Moment-to-moment data describing geographic locations were recorded through portable GPS devices worn by both children and parents. Data were gathered for a 7-day period with the BT-335 Bluetooth GPS (16M bit, 1575.42 MHz) data-logger device by GlobalSat Technology Corp (Taipei) attached to a belt worn around the waist along with the accelerometer. This device records time, date, speed, altitude, and GPS location at preset intervals. It is Wide Area Augmentation System (WAAS) enabled and uses a SiRF star III chipset that has receiver sensitivity of −159 dBm while tracking. The spatial accuracy is within 5 meters and the average cold, warm, and hot start times are 42, 38, and 1 seconds, respectively.34 The recording interval was set to a 30-second epoch to match the accelerometer specifications. Children’s GPS data points falling on or within 5 meters of a neighborhood park space were identified in GIS and classified as occurring at a park. Park use was defined as none (≤5 minutes), any (>5 minutes) or extended (>15 minutes) of continuous or discontinuous GPS data falling within a neighborhood park space (i.e., a park located within the 500m radial buffer of their residence).

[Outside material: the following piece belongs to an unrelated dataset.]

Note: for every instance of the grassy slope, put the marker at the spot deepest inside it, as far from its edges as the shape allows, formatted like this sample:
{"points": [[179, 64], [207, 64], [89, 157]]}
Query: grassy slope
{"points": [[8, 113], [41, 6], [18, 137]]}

Park use for physical activity

GPS data points were combined with time-matched accelerometer data to assess the extent to which parks were used by children for physical activity. The Actigraph, Inc. GT2M model activity monitor (firmware v06.02.00) provided an objective measure of activity. The devices were not worn when sleeping, bathing, or swimming. MVPA thresholds (in counts per minute) were defined using age-specific prediction equations posed by Freedson.35,36 A threshold for moderate activity of 4 METs was used for children (as opposed to a 3 METs moderate activity cut-off for adults) to account for higher resting energy expenditure in children and youth.37,38 Park use for physical activity was measured in terms of the number of minutes of MVPA within a neighborhood park space, as indicated by combined accelerometer and GPS data.

Park characteristics

In ArcGIS, land-use data from Environmental Systems Research Institute (ESRI) Business Analyst29 was utilized to estimate park proximity (i.e., Euclidian distance to the nearest park boundary from each participant’s home address), total park area and number of parks (within each participant’s neighborhood buffer). Also, the Normalized Difference Vegetation Index (NDVI), a LANDSAT satellite-based indicator of vegetation, was used to estimate the average level of greenness for all parks within the neighborhood buffer.39, 40

Demographic variables

Age, gender, annual household income, and race/ethnicity were assessed through child and parent self-report surveys. Ethnicity was coded as non-Hispanic white, non-Hispanic black, Hispanic, Asian and Other (Hawaiian/Pacific Islander, American Indian, mixed).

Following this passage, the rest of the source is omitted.